Irish singer/songwriter Damien Rice has always puzzled me with his incredibly intimate and almost embarrassingly straightforward yet poetic lyrics. His music is a big collection of moody love songs; however, it could also be described as indie folk produced by a sensitive guy with an acoustic guitar between his hands.
I have always associated Rice with a deep sense of melancholy, joking that I could only put on one of his records if I was already in a good mood; otherwise, his soft-spoken, dramatic tracks would crush my soul completely. After years of only passively listening to his music, I was able to check it out in a live setting.
What I experienced was surprisingly different from what I had initially anticipated.
Walking in to Congregation Sherith Israel this Tuesday felt rather majestic for a girl who had never before set foot in a synagogue. Its astonishing acoustics did wonders for its soloist that evening, who was performing with only a guitar to supplement his performance. Despite the large attendance, the audience was one of the most quiet audiences of any show to which I have ever been. There were no distractions — only yourself and a fragile, uncompromising feeling.
After playing a few songs, Rice asked if it was possible to turn the lights off at the back. When he wrapped up the song “Elephant”, the room was filled with complete darkness with the exception of altar lights and one single spotlight on Rice himself. Sitting at the piano, Rice prefaced the next song with a brief digression about his newly finished third studio album, My Favourite Faded Fantasy: “It’s not that it is not serious, because it is. But it is like those times when something is so horrible that you just have to start laughing”.

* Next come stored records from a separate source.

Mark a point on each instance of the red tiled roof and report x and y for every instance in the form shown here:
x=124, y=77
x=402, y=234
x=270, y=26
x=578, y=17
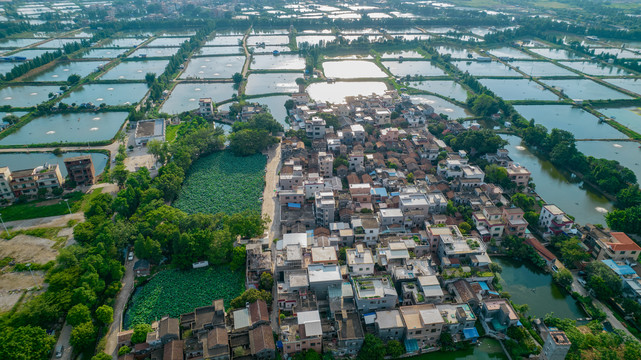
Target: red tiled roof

During the transition into the next song, he jokingly blamed everything on sperm. “There is just too much of it. What are you going to do with it”? Then he lightheartedly reassured the audience that sperm is a good thing, considering none of us would be here today without it. After this digression, he began to sing about how “loving is fine, when you have plenty of time.”
Rice gave the audience goosebumps during “Rootless Tree;” you could have heard a needle fall if it were not for the Victorian carpets. The show continued with an interactive version of “Volcano” during which Rice invited anyone who believed he or she could sing to the stage. It was then that fans, previously silent, literally ran up the aisles to fill the halls with surprisingly concordant and harmonic sounds.

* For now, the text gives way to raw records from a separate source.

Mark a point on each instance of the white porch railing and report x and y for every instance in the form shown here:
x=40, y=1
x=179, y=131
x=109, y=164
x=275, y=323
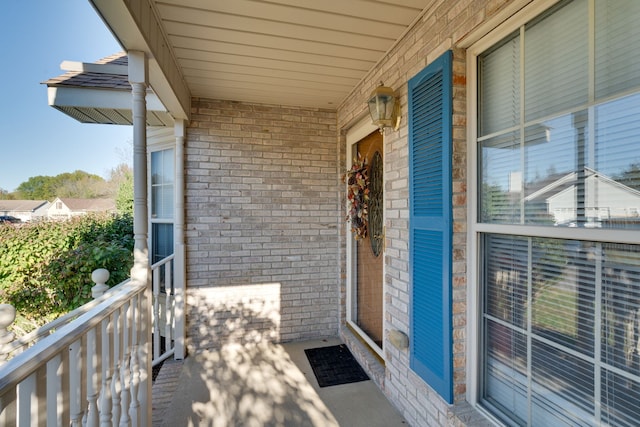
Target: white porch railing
x=164, y=310
x=92, y=366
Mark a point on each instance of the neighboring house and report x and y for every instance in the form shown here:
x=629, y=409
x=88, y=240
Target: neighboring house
x=65, y=208
x=25, y=210
x=465, y=307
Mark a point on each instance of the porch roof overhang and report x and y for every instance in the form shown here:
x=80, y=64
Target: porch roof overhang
x=100, y=93
x=303, y=53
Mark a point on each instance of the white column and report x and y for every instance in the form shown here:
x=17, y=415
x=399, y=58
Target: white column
x=138, y=78
x=179, y=259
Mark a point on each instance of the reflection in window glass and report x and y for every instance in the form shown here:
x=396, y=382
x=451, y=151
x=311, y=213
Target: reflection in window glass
x=501, y=179
x=555, y=300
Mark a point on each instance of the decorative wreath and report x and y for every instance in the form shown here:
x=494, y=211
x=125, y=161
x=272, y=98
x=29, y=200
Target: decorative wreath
x=357, y=182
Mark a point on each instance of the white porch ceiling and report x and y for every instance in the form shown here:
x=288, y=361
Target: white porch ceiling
x=308, y=53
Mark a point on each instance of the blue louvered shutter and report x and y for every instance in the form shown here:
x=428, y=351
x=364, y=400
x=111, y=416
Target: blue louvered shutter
x=430, y=228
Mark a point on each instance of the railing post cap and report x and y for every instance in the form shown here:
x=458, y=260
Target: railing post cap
x=100, y=275
x=7, y=315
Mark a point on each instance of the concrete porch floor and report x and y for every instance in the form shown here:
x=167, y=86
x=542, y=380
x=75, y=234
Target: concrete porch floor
x=260, y=384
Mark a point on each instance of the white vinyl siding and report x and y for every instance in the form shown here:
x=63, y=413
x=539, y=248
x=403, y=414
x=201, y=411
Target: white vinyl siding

After finishing his set, Rice was brought back by a standing ovation.
He returned with another anecdote: “Is there anyone here who likes wine?” A woman was selected to step onstage, and while Rice amusingly revealed the story behind his next song “Accidental Babies,“ he and the lucky audience member emptied a bottle of red wine eagerly and impressively fast. Even for an Irish fellow like himself, three minutes seemed kind of rough for half a bottle of wine.
During “Cannonball,” I was fortunate enough that the lovebirds around me learned to kiss soundlessly as to not ruin this delicate moment.
Damien Rice was as stripped down as always, but there was definitely more to him than the moody and selfish picture portrayed by his broody love songs. Quite honestly, it had been a long time since I laughed this much at a concert.
Rice, at his core, is more than just a gifted singer. He is a blatantly artistic, surprisingly amusing, and witty performer. Although his show was both emotional and soulful, there is also a valuable layer of comic relief to diffuse an otherwise mellow, smooth set. The result is a personally redefined and stronger relationship to an artist who defined much of my late teenage years.